The example of the weedicide of N-(substituted heterocycle the methyl)-2,4 dichloro benzene oxygen acetyl ureas of the present invention's preparation is:
(I a), N-(2-tetrahydrofuran methyl)-2,4 dichloro benzene oxygen acetylurea;
(I b), N-(furfuryl)-2,4 dichloro benzene oxygen acetylurea;
(I c), N-(2-picolyl)-2,4 dichloro benzene oxygen acetylurea;
(I d), N-(6-chloro-3-picolyl)-2,4 dichloro benzene oxygen acetylurea;
(I e), N-(5-chloro-2-thiazole methyl)-2,4 dichloro benzene oxygen acetylurea.
Embodiment 1:
Preparation N-(2-tetrahydrofuran methyl)-2,4 dichloro benzene oxygen acetylurea (I a):
In the 50mL round-bottomed flask, newly steam the 2,4 dichlorophenoxyacetic acid that toluene dissolves 2.21g (0.01mol) with 15mL, drip the sulfur oxychloride of 2.9mL (0.025mol), reflux stirred 2 hours, and decompression removes toluene down and excessive sulfur oxychloride gets yellow oil.Reaction solution is splashed in the excessive strong aqua, separate out white crystal after fully stirring.Water washing gets the 2,4 dichloro benzene acetamide oxide after the drying.
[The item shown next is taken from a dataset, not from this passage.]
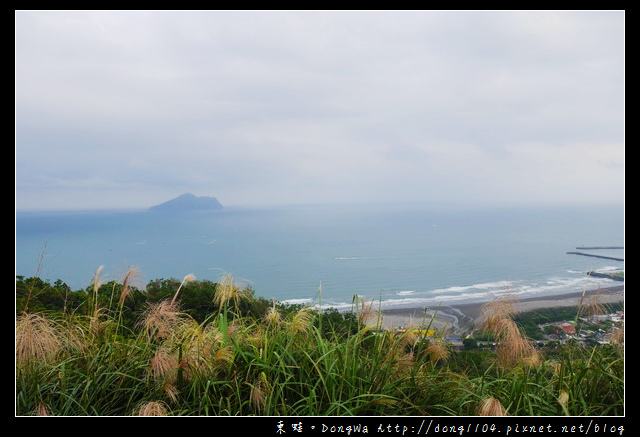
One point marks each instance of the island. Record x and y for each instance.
(188, 202)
In the 50mL round-bottomed flask, take by weighing 1.10g (0.005mol) 2, the 4-dichlor phenoxyacetic amide is dissolved in the 15mL toluene, taking by weighing 2.62mL (0.03mol) oxalyl chloride in the normal pressure dropping funnel slowly drips, reflux and remove toluene and excessive oxalyl chloride after 2 hours under the decompression, obtain the thick product of isocyanic ester, do not need purifying, promptly can be used for the next step.2-tetrahydrofuran (THF) methylamine with 0.404g (0.004mol) is dissolved in the 10mL chloroform soln again, adds in the titration funnel, slowly drips in the supreme step isocyanate solution, stirring at room 30min, rise to 60 ℃ and refluxed 3 hours, TLC tracks to reaction and finishes standing over night.Suction filtration, with suction filtration after 95% washing with alcohol, oven dry uses the mixed solvent recrystallization of alcohol-water-DMF promptly to get faint yellow solid powder I aProductive rate: 63%.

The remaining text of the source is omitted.